De facto, o “proletariado”, entendido nestes termos, ou seja, abrangendo os diversos grupos sociais que se distribuem pelos diferentes extractos da classe média, parece-me muito pouco disposto a comprometer-se com projectos revolucionários que, inevitavelmente, associam àqueles que estiveram na origem dos regimes totalitários que ao longo do século XX se foram instaurando em nome do socialismo. Por outro lado, é indubitavelmente mobilizável para uma política reformista que contribua para criar as condições necessárias à realização dos projectos de vida que cada tenha para si próprio e a garantia de uma qualidade de vida minimamente satisfatória para todos.

Na minha opinião, é nestas questões, e não sobre aquilo que fez o Sócrates ou sobre o que diz o Seguro, que se deve centrar o debate acerca da social-democracia.

Há, ainda, um debate por fazer no seio do Bloco acerca das questões ambientais. Geralmente, fica-se pela constatação de que, nas sociedades capitalistas, a procura do lucro máximo se faz à custa do respeito pelo equilíbrio ecológico. Esquece-se facilmente que a visão marxista da história, apostando num desenvolvimento sem freio das forças produtivas, produz (e, na prática, isso tem-se verificado sistematicamente na história dos países socialistas) os mesmos resultados. Enfim, o próprio conceito de “equilíbrio ecológico” parece-me dificilmente conciliável com uma visão do mundo que assenta na oposição dialéctica dos contrários como motor do movimento e da mudança. Finalmente, a própria ideia do comunismo, que associa a possibilidade de uma sociedade sem classes a um estado de abundância que se traduziria no princípio distributivo de “a cada um segundo as suas necessidades”, parece não ter em conta o facto dos recursos naturais, ao contrário das necessidades humanas, serem limitados e relativamente escassos.

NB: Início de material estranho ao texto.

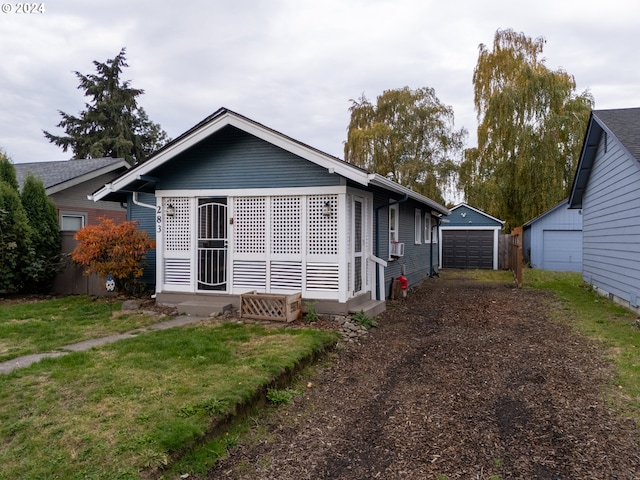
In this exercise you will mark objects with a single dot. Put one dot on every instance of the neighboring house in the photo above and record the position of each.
(236, 207)
(553, 240)
(606, 189)
(470, 239)
(68, 184)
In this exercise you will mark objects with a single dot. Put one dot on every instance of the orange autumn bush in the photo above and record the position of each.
(117, 250)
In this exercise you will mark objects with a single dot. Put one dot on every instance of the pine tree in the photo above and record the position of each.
(15, 233)
(113, 124)
(45, 235)
(531, 126)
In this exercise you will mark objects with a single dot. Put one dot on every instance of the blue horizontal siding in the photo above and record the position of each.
(611, 226)
(232, 159)
(146, 218)
(464, 216)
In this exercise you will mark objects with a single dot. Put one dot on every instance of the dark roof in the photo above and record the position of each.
(142, 178)
(623, 124)
(59, 175)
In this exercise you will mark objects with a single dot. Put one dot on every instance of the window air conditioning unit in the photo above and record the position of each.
(397, 249)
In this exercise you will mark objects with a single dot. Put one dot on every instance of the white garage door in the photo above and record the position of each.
(562, 250)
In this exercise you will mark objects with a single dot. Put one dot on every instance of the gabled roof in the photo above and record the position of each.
(466, 205)
(562, 204)
(142, 174)
(60, 175)
(623, 124)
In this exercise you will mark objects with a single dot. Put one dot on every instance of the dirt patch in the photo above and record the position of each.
(462, 380)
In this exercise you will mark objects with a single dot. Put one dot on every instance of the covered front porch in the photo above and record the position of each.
(216, 246)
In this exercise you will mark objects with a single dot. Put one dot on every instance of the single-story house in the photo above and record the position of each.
(236, 207)
(605, 188)
(470, 238)
(68, 184)
(553, 240)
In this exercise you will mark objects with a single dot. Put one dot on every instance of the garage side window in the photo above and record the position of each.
(394, 221)
(427, 228)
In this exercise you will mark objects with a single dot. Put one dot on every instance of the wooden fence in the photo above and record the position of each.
(510, 253)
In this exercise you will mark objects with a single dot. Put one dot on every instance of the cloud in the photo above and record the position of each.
(292, 64)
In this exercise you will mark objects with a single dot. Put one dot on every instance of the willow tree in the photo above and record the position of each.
(408, 136)
(531, 125)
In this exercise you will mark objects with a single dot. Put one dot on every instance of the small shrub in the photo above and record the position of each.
(281, 397)
(364, 320)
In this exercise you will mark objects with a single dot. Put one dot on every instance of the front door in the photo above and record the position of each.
(358, 245)
(212, 244)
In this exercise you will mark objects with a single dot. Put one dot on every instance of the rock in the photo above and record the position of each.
(131, 305)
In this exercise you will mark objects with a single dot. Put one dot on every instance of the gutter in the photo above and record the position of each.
(141, 204)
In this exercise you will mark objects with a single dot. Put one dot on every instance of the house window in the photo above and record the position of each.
(394, 220)
(70, 222)
(418, 227)
(427, 228)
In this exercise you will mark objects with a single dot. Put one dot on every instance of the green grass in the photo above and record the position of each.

 Em conclusão. O aparecimento da nova tendência proposta por Francisco Louçã, João Semedo e José Manuel Pureza parece-me uma coisa boa. Em primeiro lugar, porque pode ser um ponto de partida para um debate teórico que transcenda os limites das questões conjunturais e das opções tácticas. Em segundo lugar, porque, na minha opinião, o reforço da democracia no seio do Bloco não passa pelo fim das tendências, mas pela sua multiplicação. E em terceiro lugar, porque as velhas divisões herdadas dos anos 70 são, realmente, anacrónicas

Será bom que esta nova tendência se organize e que se confronte com outras com propostas políticas e ideológicas alternativas. A unidade faz-se em torno da defesa da igualdade – o grande objectivo comum que define a esquerda e a distingue da direita. Entretanto, à esquerda colocam-se dois desafios fundamentais: o primeiro consiste em se capaz de articular a defesa da igualdade com o da liberdade individual; e o segundo consiste em impedir que a democracia seja capturada pelo poder económico, reduzindo-se a um mero formalismo legal. Nomeadamente, a este respeito, verifica-se que os poderes efectivos dos governos nacionais se encontram cada vez mais diminuídos perante o poder efectivo das multinacionais e da finança internacional.

Posto isto, ninguém está autorizado a declarar-se como proprietário exclusivo das soluções que será necessário adoptar. Um confronto livre e desinibido de ideias diferentes é hoje, mais do que nunca, imprescindível. Esperemos que o Bloco, à semelhança do PCP, não pense que poderá sobreviver a estes tempos de mudanças profundas e de novos desafios enclausurando-se numa fortaleza de dogmas inquestionáveis.